Academic researchers from 10 leading universities were selected to develop new capabilities to help increase the reliability and security of computing technologies. Research areas include systematic mitigation of error conditions and faults and associated impacts on future CPU architectures and implementations. These include faults caused by natural radiation, aging, random effects, noisy environments, and electronic glitches.
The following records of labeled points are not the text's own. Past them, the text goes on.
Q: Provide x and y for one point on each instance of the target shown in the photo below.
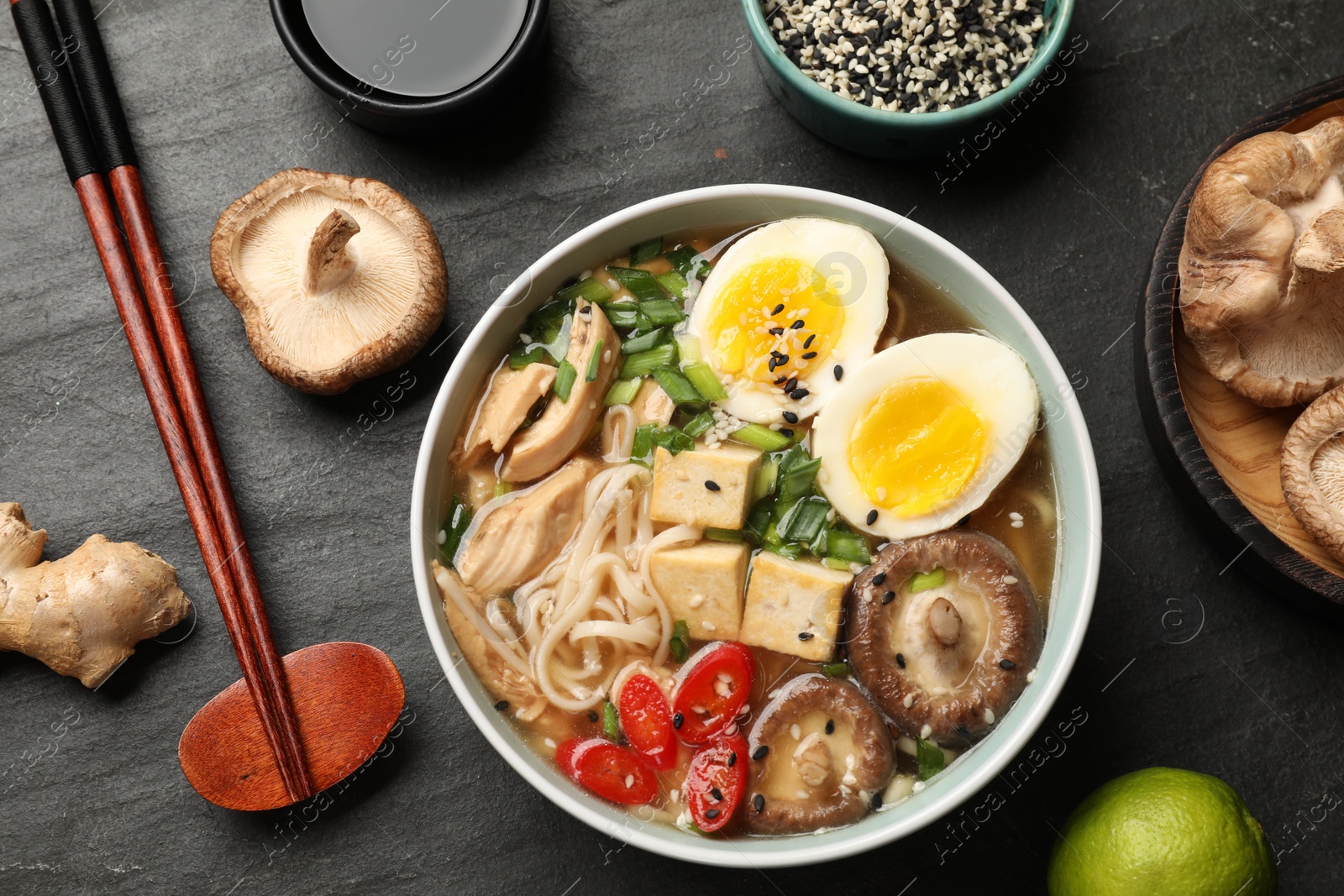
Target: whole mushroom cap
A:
(1263, 266)
(1312, 470)
(948, 661)
(827, 752)
(338, 278)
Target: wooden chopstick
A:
(192, 445)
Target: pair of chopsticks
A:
(91, 128)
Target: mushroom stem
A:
(944, 622)
(328, 262)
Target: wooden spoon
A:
(346, 699)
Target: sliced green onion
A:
(847, 547)
(595, 363)
(640, 284)
(835, 669)
(699, 425)
(674, 439)
(644, 342)
(622, 392)
(768, 473)
(454, 526)
(678, 387)
(647, 251)
(690, 348)
(564, 380)
(680, 642)
(706, 382)
(931, 758)
(804, 520)
(589, 289)
(674, 284)
(925, 580)
(796, 481)
(689, 262)
(761, 437)
(642, 452)
(662, 311)
(622, 315)
(643, 363)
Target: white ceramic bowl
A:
(968, 284)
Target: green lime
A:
(1162, 832)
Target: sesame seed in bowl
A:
(907, 78)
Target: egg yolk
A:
(917, 448)
(768, 316)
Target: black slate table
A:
(1063, 208)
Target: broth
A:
(1021, 513)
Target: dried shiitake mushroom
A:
(1263, 268)
(338, 278)
(1312, 470)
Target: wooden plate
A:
(1220, 450)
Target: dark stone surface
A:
(1063, 208)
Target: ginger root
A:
(82, 614)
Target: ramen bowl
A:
(927, 255)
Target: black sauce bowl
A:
(390, 113)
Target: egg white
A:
(992, 378)
(855, 264)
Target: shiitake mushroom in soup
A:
(689, 610)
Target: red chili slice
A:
(647, 720)
(716, 781)
(606, 770)
(714, 687)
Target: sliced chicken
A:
(564, 426)
(499, 678)
(504, 407)
(515, 540)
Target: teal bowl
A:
(902, 134)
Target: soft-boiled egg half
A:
(921, 434)
(783, 308)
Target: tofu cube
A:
(792, 598)
(703, 584)
(705, 488)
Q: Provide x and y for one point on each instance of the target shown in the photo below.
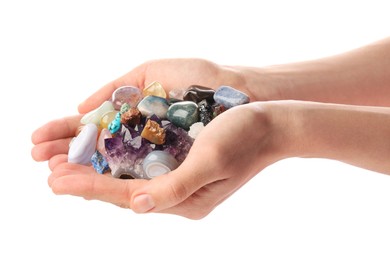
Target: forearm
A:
(356, 135)
(360, 77)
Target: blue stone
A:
(99, 163)
(153, 105)
(115, 125)
(230, 97)
(183, 114)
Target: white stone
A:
(94, 116)
(158, 163)
(84, 145)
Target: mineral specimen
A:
(153, 132)
(205, 112)
(183, 114)
(158, 163)
(126, 94)
(230, 97)
(99, 163)
(197, 93)
(152, 105)
(154, 89)
(131, 117)
(95, 115)
(84, 145)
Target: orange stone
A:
(107, 118)
(153, 132)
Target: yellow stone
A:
(154, 89)
(153, 132)
(107, 118)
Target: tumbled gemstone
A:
(158, 163)
(197, 93)
(195, 129)
(153, 105)
(126, 94)
(95, 115)
(107, 118)
(176, 94)
(104, 134)
(217, 110)
(153, 132)
(84, 145)
(115, 124)
(177, 142)
(124, 108)
(230, 97)
(183, 114)
(131, 117)
(205, 112)
(154, 89)
(99, 163)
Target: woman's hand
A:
(232, 149)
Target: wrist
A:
(282, 137)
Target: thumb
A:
(168, 190)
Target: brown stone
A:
(153, 132)
(131, 117)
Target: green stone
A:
(183, 114)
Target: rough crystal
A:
(99, 163)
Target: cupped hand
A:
(230, 150)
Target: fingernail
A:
(143, 203)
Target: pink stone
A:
(104, 134)
(126, 94)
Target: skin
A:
(335, 107)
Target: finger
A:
(171, 189)
(133, 78)
(204, 200)
(46, 150)
(56, 160)
(66, 168)
(56, 129)
(97, 186)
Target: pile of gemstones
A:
(143, 134)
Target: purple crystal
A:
(177, 142)
(99, 163)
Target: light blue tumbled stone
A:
(153, 105)
(84, 145)
(95, 115)
(115, 124)
(183, 114)
(158, 163)
(230, 97)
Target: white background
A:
(53, 54)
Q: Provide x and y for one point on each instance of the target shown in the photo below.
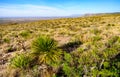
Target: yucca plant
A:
(20, 61)
(46, 49)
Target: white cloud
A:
(31, 10)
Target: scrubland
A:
(65, 47)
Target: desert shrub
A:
(112, 41)
(96, 31)
(25, 33)
(20, 61)
(46, 49)
(6, 40)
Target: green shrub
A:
(20, 61)
(6, 40)
(25, 33)
(46, 49)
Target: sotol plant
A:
(21, 61)
(46, 49)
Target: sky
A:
(48, 8)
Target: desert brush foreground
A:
(66, 47)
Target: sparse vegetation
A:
(65, 47)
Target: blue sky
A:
(21, 8)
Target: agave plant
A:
(21, 61)
(46, 49)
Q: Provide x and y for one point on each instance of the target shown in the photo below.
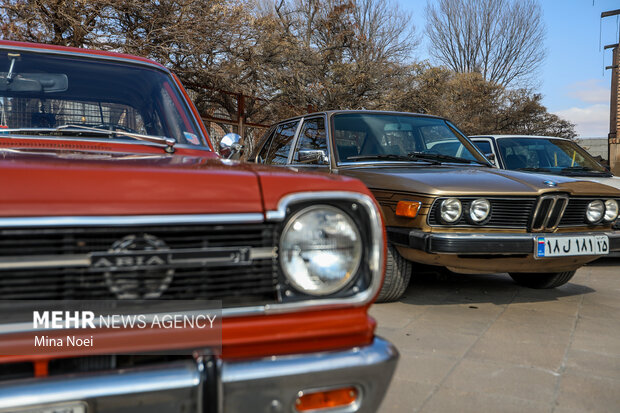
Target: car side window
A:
(484, 146)
(281, 143)
(311, 138)
(262, 155)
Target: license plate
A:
(55, 408)
(566, 246)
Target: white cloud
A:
(590, 91)
(590, 121)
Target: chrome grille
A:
(254, 283)
(505, 212)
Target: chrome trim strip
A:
(554, 200)
(92, 56)
(263, 253)
(119, 141)
(109, 391)
(44, 261)
(128, 220)
(85, 260)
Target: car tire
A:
(543, 279)
(397, 276)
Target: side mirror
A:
(313, 156)
(490, 157)
(230, 146)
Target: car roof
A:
(385, 112)
(76, 51)
(517, 136)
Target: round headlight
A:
(479, 210)
(320, 250)
(611, 210)
(595, 211)
(450, 210)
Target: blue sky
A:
(573, 81)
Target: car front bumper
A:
(264, 385)
(479, 243)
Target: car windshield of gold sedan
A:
(547, 155)
(61, 95)
(362, 137)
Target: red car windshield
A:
(49, 91)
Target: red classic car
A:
(111, 190)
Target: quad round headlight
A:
(611, 210)
(595, 211)
(320, 250)
(450, 210)
(479, 210)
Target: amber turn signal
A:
(328, 399)
(408, 208)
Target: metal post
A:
(240, 116)
(613, 139)
(614, 121)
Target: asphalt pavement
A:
(480, 343)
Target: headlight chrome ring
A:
(595, 211)
(320, 250)
(479, 210)
(611, 210)
(450, 210)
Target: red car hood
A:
(52, 182)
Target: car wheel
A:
(397, 275)
(542, 280)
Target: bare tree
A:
(501, 39)
(334, 53)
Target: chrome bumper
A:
(479, 243)
(264, 385)
(172, 387)
(272, 384)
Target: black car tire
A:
(542, 279)
(397, 276)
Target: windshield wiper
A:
(390, 157)
(582, 170)
(167, 143)
(442, 157)
(533, 169)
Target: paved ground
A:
(482, 344)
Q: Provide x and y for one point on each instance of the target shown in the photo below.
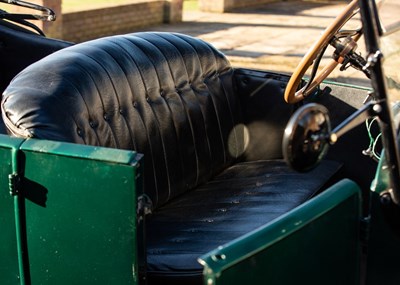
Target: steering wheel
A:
(291, 95)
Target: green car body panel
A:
(59, 183)
(326, 228)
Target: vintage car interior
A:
(210, 134)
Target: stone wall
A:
(91, 24)
(221, 6)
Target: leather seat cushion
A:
(239, 200)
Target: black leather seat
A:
(19, 48)
(173, 98)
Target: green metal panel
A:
(80, 213)
(384, 237)
(9, 272)
(316, 243)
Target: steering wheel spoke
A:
(331, 34)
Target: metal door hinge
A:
(14, 183)
(144, 207)
(365, 224)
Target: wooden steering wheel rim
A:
(291, 95)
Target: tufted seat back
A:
(168, 96)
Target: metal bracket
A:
(372, 59)
(14, 183)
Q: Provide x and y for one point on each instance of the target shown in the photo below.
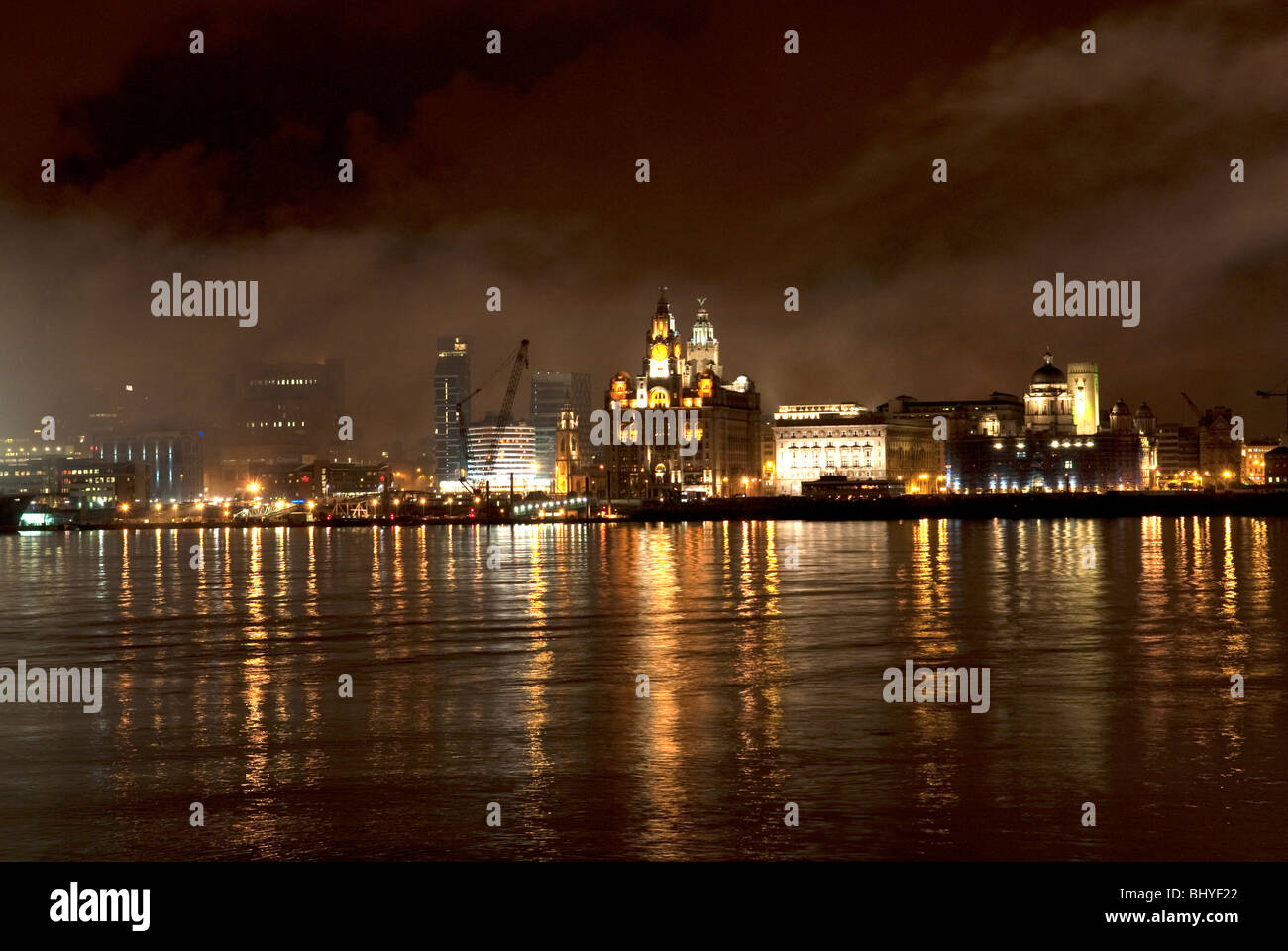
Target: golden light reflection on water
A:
(1112, 678)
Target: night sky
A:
(768, 170)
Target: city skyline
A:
(905, 282)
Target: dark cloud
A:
(768, 170)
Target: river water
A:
(501, 667)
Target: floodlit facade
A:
(845, 440)
(496, 454)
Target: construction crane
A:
(1266, 394)
(520, 360)
(1197, 411)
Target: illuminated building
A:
(1146, 427)
(570, 475)
(728, 458)
(1001, 414)
(317, 479)
(1085, 389)
(497, 454)
(277, 412)
(174, 461)
(1253, 461)
(1038, 462)
(1051, 454)
(845, 440)
(1276, 467)
(552, 390)
(1047, 403)
(703, 350)
(451, 385)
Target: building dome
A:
(1048, 373)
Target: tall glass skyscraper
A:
(451, 385)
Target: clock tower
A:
(662, 359)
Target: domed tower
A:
(1047, 403)
(1121, 420)
(567, 451)
(703, 350)
(662, 356)
(1085, 389)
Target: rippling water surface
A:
(516, 685)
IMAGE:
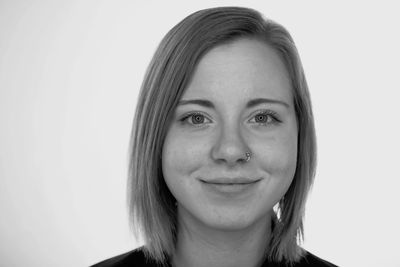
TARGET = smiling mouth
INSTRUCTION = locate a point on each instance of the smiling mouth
(230, 181)
(230, 187)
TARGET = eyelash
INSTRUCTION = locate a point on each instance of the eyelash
(269, 113)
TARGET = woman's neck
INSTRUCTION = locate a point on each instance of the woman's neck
(199, 245)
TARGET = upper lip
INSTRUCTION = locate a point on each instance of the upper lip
(228, 180)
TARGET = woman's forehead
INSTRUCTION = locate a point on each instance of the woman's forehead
(243, 69)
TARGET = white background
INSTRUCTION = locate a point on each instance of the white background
(69, 76)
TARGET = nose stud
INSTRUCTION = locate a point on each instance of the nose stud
(248, 156)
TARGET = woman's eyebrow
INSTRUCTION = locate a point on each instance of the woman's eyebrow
(251, 103)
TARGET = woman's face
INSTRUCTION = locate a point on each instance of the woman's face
(239, 100)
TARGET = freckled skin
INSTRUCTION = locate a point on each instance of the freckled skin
(229, 76)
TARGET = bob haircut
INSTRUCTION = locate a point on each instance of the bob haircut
(152, 208)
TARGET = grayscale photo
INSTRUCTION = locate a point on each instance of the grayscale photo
(197, 134)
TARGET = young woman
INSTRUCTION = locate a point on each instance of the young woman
(223, 148)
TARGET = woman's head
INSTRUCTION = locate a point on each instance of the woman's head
(227, 56)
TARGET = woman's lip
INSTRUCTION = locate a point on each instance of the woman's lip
(230, 181)
(230, 189)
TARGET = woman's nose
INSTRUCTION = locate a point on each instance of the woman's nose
(230, 147)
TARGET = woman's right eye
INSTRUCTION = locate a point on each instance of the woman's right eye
(195, 118)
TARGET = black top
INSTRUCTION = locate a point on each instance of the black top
(136, 258)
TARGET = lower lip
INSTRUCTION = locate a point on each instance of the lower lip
(230, 189)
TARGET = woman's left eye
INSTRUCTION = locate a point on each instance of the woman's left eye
(265, 118)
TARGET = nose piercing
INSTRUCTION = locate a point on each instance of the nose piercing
(248, 156)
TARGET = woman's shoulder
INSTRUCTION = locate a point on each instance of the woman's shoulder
(310, 259)
(134, 258)
(137, 258)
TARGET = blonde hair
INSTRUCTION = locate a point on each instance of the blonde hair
(151, 205)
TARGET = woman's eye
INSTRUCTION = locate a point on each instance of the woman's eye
(265, 118)
(195, 119)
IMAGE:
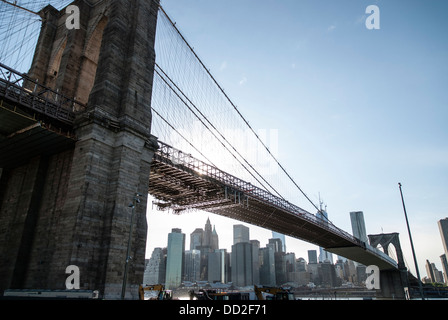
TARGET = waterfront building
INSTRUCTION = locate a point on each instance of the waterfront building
(267, 266)
(175, 259)
(240, 233)
(192, 265)
(358, 226)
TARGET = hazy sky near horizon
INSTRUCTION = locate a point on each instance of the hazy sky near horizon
(356, 110)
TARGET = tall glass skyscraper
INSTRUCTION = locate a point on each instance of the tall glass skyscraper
(324, 255)
(280, 236)
(358, 225)
(443, 228)
(240, 233)
(175, 259)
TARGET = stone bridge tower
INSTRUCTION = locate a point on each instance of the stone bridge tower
(392, 282)
(71, 207)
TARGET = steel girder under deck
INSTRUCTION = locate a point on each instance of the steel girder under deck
(181, 182)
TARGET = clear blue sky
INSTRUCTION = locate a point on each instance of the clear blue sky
(356, 110)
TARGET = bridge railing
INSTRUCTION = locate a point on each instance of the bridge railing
(207, 171)
(21, 89)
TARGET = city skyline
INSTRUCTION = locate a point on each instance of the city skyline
(303, 253)
(356, 110)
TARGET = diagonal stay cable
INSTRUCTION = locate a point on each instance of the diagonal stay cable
(208, 128)
(236, 109)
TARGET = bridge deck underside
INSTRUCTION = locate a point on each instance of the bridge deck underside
(179, 188)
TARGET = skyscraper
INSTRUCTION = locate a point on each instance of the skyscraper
(241, 262)
(192, 265)
(155, 267)
(443, 228)
(280, 236)
(358, 225)
(196, 238)
(444, 261)
(175, 259)
(324, 255)
(218, 266)
(240, 233)
(267, 266)
(312, 256)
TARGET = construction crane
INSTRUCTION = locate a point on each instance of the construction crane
(158, 289)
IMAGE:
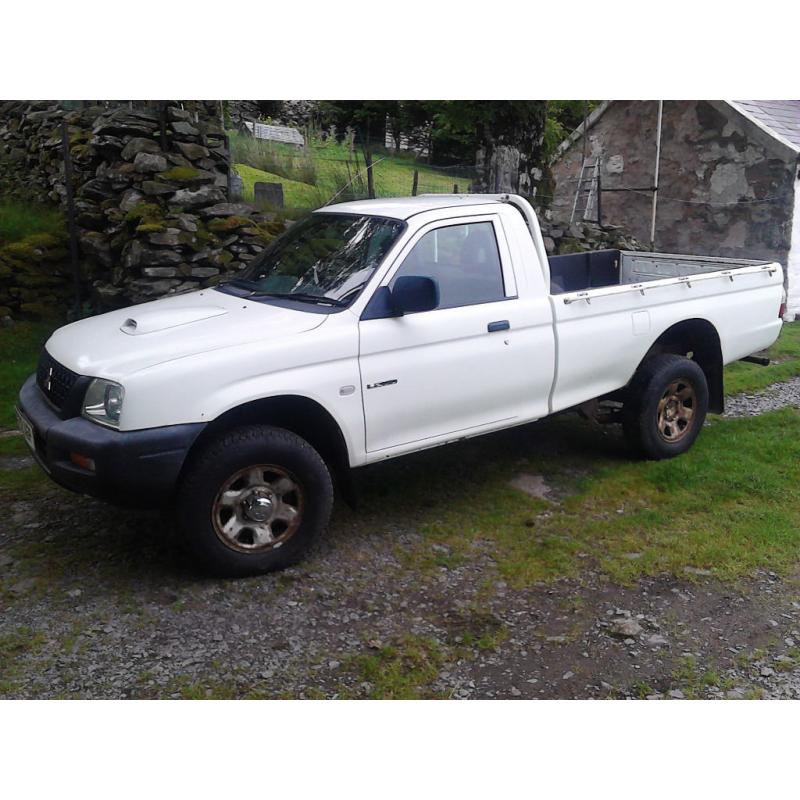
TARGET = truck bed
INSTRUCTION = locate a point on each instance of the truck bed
(603, 268)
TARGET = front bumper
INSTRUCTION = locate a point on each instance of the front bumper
(138, 468)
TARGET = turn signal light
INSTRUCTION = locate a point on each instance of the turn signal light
(84, 462)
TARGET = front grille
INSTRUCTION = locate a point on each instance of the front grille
(55, 380)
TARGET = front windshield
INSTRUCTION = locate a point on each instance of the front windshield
(326, 258)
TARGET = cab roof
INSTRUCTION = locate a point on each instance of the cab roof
(405, 207)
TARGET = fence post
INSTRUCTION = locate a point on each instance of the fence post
(73, 230)
(599, 198)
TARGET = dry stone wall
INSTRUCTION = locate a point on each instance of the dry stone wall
(151, 193)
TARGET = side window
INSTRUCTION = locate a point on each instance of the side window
(463, 259)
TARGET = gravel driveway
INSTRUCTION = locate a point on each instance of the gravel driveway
(99, 603)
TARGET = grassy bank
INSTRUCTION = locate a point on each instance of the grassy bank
(785, 355)
(311, 176)
(19, 220)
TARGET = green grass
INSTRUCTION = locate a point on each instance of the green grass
(15, 646)
(399, 671)
(730, 506)
(19, 351)
(313, 175)
(741, 377)
(19, 220)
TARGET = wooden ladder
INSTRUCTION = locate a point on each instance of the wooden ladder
(586, 191)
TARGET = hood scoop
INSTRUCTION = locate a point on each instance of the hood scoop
(163, 319)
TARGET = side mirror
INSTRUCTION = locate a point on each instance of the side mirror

In addition, research will also investigate intentionally caused faults such as fault injection attacks.
Shreyas Sen, Elmore Associate Professor of Electrical and Computer Engineering and director of the Sensing and Communication (SPARC) Research Lab, is leading a project entitled “Understanding in the Photonic Side-Channel: White-Box Model and Low-Overhead Generic Defenses.”
Sen says he is excited to be part of this opportunity.
“This will allow us to continue our physics-driven white-box approach to physical security vulnerabilities, previously established, through strong multi-year collaboration with Intel, on power and EM side-channels to new domains such as photonic side-channels,” he says. “Such a ground-up approach of understanding the leakage mechanism will allow killing the leakages at its source, with the highest protection and lowest power-performance-area overheads.
The SparcLab team is focused on developing an in-depth theoretical understanding of advanced physical side-channel leakage mechanisms from cryptographic integrated circuits, i.e., going from a black-box to a physics-driven white-box model of leakage. Such deep knowledge then allows the development of new techniques of stopping the leakage at the source itself, using physical-, circuit-, or system-level techniques with the lowest overhead possible. This project aims to explore the fundamentals of a photonic side-channel among other advance physical side-channels.